Fotokunst – viel Schwarz-Weiß und dezente Farbigkeit

Sabine Bergold und Detlef Bömelburg (v.re.) eröffnen die Ausstellung.     Foto: Jens Bergold

Eine Vielfalt an technisch perfekten Aufnahmen präsentierten die neun Mitglieder der Fotogruppe des Kulturkreis Eppstein bei ihrer 17. Ausstellung am vergangenen Wochenende. Gleich das erste Bild auf dem Rundgang durch den blauen Saal des Rathauses bot einen überraschenden Anblick: 

Neben einem am Euter saugenden Kälbchen strömt aus einer zweiten Zitze Kaffee direkt in eine Tasse. Diese Montage geht zurück auf Detlef Bömelburg, der sie in feiner Ironie „Lockdown Langweile“ nannte. Man kann sich vorstellen, was die drei Coronajahre für die Fotografen bedeutete: Zumindest die Ruheständler hatten viel Zeit, „verrückte“ Ideen zu finden, Wiesen und Wälder nach dem passenden Motiv zu durchstreifen und viel Zeit, am Computer zu verbringen, um dem Bild mit ausgefeilter Bearbeitung eine Pointe zu verpassen. Einige Exkursionen fanden auch gemeinsam statt, ins Silberbachtal beispielsweise oder auf den Kaisertempel.

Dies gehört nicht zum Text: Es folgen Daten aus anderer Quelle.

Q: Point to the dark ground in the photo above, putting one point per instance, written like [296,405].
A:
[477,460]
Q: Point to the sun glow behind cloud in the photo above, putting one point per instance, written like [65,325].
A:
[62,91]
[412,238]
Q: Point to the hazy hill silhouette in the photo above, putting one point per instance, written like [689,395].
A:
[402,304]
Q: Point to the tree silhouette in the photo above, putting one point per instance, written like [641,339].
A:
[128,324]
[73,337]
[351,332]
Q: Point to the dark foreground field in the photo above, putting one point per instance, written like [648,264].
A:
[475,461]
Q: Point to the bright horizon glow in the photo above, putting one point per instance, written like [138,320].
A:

So wurde die erste Vernissage nach den Corona bedingten Einschränkungen in feierlicher Stimmung begangen mit einem Glas Sekt oder Orangensaft. Der Zuspruch kann sich sehen lassen, „auch wenn mehr Teilnehmer wünschenswert gewesen wären“, resümierte Bömelburg. „Hervorragende Ausstellung – Gratulation an die ganze Gruppe“, „sehr schöne Aufnahmen“, „bin begeistert“, schrieben Ausstellungsbesucher ins Gästebuch.

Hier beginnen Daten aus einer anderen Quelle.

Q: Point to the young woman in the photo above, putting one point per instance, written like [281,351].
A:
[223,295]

Das saugende Kälbchen nebst Kaffeestrahl gehörte zu den Eigenbildern, also Aufnahmen, die jeder einzelne neben den von der Gruppe prämierten Themenbildern zu „Reduktion“, „Glaskunst“ und „Strukturen“ ausgewählt hatte. Arnd Rödiger etwa zeigte seine Eigenbilder aus der Region in scharfem Schwarz-weiß-Kontrast, den Aussichtsturm am Regionalpark Portal Weilbacher Kiesgruben beispielsweise oder den Eisenbaum bei Flörsheim. Aber er kann auch „Bunt“, wie die Porträtfotos von „Alsolia Tono“, einer Starwars-Schöpfung beweisen. Auf seine Initiative hatte am Samstag sein Enkel im Kostüm eines Storm-Troopers einen Auftritt. Der 25-jährige Mario Turrini ließ andere an seiner Leidenschaft für Starwars teilhaben, die wiederum dem „Opa“ tolle Motive liefert.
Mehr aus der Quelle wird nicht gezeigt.